Static electricity prickles the skin inside the ear as it crackles and ripples through the opening moments of Cheryl E. Leonard’s captivating new album on mappa, Schism. The title track continues like a tour through an alien landscape where flora and technology mix together, creating something new and unheard. Electronic rain rolls across the hum, distant birds singing a forlorn song while synthetic hollow sounds emerge from beneath the dirt and bellow across the wind. This music is tactile, there to hold and touch. Salty ocean scents emanate from buried glass jars, gently shaken to wake up the senses. Yet, this is not music behind glass; it exists in the open spaces beneath firecracker skies.
Leonard continually blurs the line between the synthetic and the real.
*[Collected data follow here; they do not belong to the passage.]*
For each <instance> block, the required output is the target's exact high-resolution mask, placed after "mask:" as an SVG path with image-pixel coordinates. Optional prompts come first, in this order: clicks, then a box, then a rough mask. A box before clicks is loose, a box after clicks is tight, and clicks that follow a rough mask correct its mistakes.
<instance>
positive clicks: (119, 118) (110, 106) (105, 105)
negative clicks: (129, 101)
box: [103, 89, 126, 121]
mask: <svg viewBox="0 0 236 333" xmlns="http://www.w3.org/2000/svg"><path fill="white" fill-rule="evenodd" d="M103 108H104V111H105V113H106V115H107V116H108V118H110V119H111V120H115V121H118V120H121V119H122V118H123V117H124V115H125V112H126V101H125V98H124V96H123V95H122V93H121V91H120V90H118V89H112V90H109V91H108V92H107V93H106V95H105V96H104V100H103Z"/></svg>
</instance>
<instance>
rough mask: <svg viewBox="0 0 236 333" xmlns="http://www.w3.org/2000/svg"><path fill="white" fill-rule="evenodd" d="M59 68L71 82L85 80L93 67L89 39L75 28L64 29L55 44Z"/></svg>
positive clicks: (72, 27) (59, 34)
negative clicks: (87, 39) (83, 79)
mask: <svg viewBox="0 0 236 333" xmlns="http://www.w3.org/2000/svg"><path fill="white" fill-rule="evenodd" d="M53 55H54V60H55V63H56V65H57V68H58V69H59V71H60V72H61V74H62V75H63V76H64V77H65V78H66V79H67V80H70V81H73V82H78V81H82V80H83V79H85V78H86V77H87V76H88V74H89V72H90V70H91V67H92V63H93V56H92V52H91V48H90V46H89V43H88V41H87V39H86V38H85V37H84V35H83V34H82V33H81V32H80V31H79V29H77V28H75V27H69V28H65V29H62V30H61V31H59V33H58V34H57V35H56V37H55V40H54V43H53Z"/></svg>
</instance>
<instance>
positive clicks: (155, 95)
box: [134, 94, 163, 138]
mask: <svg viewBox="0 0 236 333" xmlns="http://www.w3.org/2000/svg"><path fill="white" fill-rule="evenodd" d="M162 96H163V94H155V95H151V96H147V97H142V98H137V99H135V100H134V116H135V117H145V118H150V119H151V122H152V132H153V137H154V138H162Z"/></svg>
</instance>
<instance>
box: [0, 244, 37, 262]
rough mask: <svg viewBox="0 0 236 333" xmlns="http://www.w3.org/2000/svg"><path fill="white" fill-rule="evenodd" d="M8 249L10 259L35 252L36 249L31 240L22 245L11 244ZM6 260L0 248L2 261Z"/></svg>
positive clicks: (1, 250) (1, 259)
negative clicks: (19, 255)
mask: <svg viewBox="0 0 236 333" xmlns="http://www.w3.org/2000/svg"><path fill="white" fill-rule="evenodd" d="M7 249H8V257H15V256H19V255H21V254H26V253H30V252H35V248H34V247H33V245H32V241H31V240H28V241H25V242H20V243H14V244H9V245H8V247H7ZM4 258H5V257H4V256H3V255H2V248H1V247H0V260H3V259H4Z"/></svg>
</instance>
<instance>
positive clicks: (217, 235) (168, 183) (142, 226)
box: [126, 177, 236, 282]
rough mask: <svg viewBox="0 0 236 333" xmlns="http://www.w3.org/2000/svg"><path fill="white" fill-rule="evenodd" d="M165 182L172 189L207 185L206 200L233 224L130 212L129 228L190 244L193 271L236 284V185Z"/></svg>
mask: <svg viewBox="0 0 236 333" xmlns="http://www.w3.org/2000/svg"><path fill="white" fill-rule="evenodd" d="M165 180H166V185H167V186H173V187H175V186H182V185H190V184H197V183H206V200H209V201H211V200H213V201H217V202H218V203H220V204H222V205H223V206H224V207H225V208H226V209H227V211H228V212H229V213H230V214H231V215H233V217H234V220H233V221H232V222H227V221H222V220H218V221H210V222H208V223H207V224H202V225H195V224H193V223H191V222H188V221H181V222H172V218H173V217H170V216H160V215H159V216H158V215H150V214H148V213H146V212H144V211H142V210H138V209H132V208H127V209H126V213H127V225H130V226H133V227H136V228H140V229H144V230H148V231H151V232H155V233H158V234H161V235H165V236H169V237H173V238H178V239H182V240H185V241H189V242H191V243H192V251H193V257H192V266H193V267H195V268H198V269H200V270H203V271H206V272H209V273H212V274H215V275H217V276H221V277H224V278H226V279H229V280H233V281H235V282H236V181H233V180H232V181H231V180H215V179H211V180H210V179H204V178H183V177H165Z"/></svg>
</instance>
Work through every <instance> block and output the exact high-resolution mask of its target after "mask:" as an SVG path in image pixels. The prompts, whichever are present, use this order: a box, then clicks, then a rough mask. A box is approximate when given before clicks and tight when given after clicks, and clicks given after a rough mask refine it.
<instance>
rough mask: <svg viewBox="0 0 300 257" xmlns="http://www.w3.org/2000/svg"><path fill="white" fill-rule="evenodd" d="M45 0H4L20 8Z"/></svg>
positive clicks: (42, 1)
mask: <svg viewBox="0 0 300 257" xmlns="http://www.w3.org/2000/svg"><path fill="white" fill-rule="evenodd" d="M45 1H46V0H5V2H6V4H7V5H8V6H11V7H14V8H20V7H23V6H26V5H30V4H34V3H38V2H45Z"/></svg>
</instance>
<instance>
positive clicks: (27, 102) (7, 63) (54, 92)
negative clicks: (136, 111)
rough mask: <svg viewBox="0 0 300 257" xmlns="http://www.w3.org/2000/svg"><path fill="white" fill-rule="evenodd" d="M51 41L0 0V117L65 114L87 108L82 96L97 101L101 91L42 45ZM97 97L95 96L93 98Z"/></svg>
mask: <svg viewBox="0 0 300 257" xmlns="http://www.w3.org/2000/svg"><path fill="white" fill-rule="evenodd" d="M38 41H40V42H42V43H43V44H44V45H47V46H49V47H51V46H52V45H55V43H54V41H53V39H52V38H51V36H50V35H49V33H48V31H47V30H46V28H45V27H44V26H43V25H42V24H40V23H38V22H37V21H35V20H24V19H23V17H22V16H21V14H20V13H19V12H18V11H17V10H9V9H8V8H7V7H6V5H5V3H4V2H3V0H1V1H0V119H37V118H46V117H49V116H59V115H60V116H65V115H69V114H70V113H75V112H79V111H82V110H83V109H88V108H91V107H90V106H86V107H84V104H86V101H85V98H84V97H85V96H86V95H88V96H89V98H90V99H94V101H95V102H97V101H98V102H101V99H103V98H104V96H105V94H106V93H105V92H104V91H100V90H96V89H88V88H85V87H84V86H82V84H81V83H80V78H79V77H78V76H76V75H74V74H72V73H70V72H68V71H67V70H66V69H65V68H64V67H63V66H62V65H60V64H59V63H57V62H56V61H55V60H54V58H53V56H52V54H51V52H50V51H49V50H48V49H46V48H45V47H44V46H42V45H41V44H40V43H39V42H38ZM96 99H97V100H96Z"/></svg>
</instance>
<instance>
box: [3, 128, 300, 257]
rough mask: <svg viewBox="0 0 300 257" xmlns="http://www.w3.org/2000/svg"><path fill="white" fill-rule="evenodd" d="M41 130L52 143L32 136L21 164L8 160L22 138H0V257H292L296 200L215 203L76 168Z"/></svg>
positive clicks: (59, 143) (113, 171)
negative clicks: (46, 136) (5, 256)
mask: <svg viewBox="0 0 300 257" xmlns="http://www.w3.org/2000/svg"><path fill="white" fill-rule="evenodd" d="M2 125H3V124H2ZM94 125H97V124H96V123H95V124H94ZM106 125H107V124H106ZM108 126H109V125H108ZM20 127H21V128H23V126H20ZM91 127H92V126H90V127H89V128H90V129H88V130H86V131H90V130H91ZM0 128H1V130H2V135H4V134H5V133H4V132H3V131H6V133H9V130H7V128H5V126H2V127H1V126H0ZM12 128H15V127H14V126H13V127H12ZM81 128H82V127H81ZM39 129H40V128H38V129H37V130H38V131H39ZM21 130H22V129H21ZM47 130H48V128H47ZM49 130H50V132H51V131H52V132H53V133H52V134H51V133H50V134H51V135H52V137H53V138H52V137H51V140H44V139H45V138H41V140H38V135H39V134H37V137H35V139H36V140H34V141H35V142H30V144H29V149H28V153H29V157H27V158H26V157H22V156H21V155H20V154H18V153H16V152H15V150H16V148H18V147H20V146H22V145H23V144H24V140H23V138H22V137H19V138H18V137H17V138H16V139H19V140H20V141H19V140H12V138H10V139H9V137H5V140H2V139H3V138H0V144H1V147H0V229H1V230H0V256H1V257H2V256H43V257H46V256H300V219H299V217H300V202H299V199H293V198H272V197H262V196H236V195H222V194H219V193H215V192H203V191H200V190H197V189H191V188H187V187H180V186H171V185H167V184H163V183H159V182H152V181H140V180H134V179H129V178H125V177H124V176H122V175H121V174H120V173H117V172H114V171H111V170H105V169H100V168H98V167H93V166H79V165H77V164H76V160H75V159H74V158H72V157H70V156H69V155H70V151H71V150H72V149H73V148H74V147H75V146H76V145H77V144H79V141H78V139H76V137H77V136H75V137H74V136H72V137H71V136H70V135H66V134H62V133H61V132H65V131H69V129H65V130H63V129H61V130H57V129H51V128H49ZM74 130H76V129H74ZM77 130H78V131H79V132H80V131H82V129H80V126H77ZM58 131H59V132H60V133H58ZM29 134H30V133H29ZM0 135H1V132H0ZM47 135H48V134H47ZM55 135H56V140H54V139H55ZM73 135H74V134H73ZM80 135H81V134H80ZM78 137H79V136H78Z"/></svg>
Aural canyons rise out of voltaic dust. “Eremozoic” resonates inside a cylinder, atmospheric sounds a metallic howl etching shapes on rock, reminders that life exists outside the looking glass. Boxed in, trapped by invisible boundaries as water sloshes just out of reach; a beckoning to escape and get back into the world. Leonard stitches together the disparate sonic elements to create something introspective and moving.
The two pieces on Schism hint at life outside these current confines and highlight all that’s been missed during the last year. Beyond, though, is a blacker hole that promises to swallow the world whole without action, and in these tonal pathways is an attempt to shake the slumber from our eyes. Schism is a moving treasure.